Dictionaries are an extremely versatile and one of the most popular python data structures. A powerful feature of dictionaries is the ability to store and retrieve information using names. Dictionaries are convenient when the data is not a square matrix or table and has multiple features that need to be stored together. A common example is weather data.

>Dictionaries are defined using `{}` and data inside dictionaries is associated to names using `name:value` pairs

In [39]:
D = {'city':'Manhattan',
     'state':'Kansas',
     'coords': (39.208722, -96.592248, 350),
     'data': [{'date' : '20220101', 
              'precipitation' : {'value':12.5, 'unit':'mm', 'instrument':'TE525'},
              'air_temperature' : {'value':5.6, 'units':'Celsius', 'instrument':'ATMOS14'}
              },
              {'date' : '20220102', 
              'precipitation' : {'value':0, 'unit':'mm', 'instrument':'TE525'},
              'air_temperature' : {'value':1.3, 'units':'Celsius', 'instrument':'ATMOS14'}
              }]
    }

print(D)
print(type(D))

{'city': 'Manhattan', 'state': 'Kansas', 'coords': (39.208722, -96.592248, 350), 'data': [{'date': '20220101', 'precipitation': {'value': 12.5, 'unit': 'mm', 'instrument': 'TE525'}, 'air_temperature': {'value': 5.6, 'units': 'Celsius', 'instrument': 'ATMOS14'}}, {'date': '20220102', 'precipitation': {'value': 0, 'unit': 'mm', 'instrument': 'TE525'}, 'air_temperature': {'value': 1.3, 'units': 'Celsius', 'instrument': 'ATMOS14'}}]}
<class 'dict'>


The example above has several interesting features:
- The city and state names are ordinary strings
- The geographic coordinates (latitude, longitude, and elevation) are grouped using a tuple.
- Weather data for each day is a list of dictionaries

>Note how dictionaries also allow us to add useful metadata such as variable units and instrument model.

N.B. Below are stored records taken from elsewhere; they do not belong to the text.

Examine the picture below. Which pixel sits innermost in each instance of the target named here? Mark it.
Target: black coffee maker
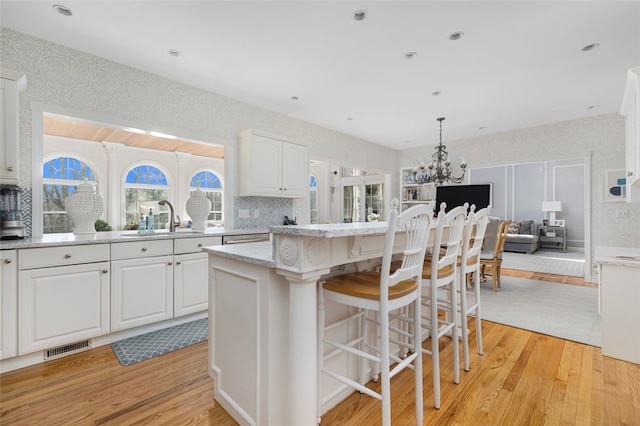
(11, 224)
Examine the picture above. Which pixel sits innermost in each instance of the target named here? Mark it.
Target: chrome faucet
(172, 222)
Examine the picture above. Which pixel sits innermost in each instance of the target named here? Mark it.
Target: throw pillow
(525, 227)
(514, 228)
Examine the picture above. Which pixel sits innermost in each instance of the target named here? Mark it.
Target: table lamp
(552, 207)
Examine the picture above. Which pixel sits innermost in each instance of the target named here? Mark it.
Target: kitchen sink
(134, 234)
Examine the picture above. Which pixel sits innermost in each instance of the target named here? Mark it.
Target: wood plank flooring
(522, 378)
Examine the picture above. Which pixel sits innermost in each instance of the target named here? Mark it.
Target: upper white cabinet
(270, 166)
(8, 303)
(11, 83)
(630, 109)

It's also important that you realize that the organization of the dictionary above depends on programmer preferences. For instance, rather than grouping all three coordinates into a tuple, a different programmer may prefer to store the values under individual `name:value` pairs.

## Sets

Sets is the fourth Python data type and is used to store multiple items into a single variable. Unlike `lists`, Python `Sets` don't allow for duplicate items, items cannot be changed (although items can be added and removed), and items are not indexed.

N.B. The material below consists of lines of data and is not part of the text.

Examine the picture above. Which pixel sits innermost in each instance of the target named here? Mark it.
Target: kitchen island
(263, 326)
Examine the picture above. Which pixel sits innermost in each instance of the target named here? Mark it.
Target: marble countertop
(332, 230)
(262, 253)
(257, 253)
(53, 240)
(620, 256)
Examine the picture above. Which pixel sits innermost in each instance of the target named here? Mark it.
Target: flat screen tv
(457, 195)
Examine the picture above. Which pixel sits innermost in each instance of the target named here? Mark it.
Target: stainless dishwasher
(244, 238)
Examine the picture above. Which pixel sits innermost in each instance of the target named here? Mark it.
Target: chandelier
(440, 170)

>Sets are represented by curly braces `{}`. They are similar to lists in the sense that they constitute a list of elements and are similar to dictionaries in the sense that we represent them using curly braces. Note that sets do not contain `name:value` pairs. The Python `sets` data structure does not seem to be as widely used as dictionaries, lists, and tuples.

In [38]:
dna_1 = set('ATTTGAATTA') # DNA sequence 1
dna_2 = set('GGATTCGCGT') # DNA sequence 2

# Print unique bases in each DNA sequence
print(dna_1)
print(dna_2)


{'A', 'G', 'T'}
{'A', 'G', 'C', 'T'}


In [37]:
# Check data type
print(type(dna_1))

<class 'set'>


## Practice

1. Create a list with the scientific names of three common grasses in the US Great Plains: big bluestem, switchgrass, indian grass, and little bluestem.

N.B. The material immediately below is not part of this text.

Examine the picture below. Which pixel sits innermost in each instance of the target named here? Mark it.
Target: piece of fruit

2. Using a periodic table, store in a dictionary the name, symbol, atomic mass, melting point, and boiling point of oxygen, nitrogen, phosphorus, and hydrogen. Then, write two separate python statements to retrieve the boiling point of oxygen and hydrogen. Combined, these two atoms can form water, which has a boiling point of 100 degrees Celsius. How does this value compare to the boiling point of the individual elements?

3. Without editing the dictionary that you created earlier, append the properties for a new element: carbon.

4. Create a list of tuples encoding the latitude, longitude, and altitude of three national parks of your choice.

5. Create a list of tuples containing the two matching DNA base pairs.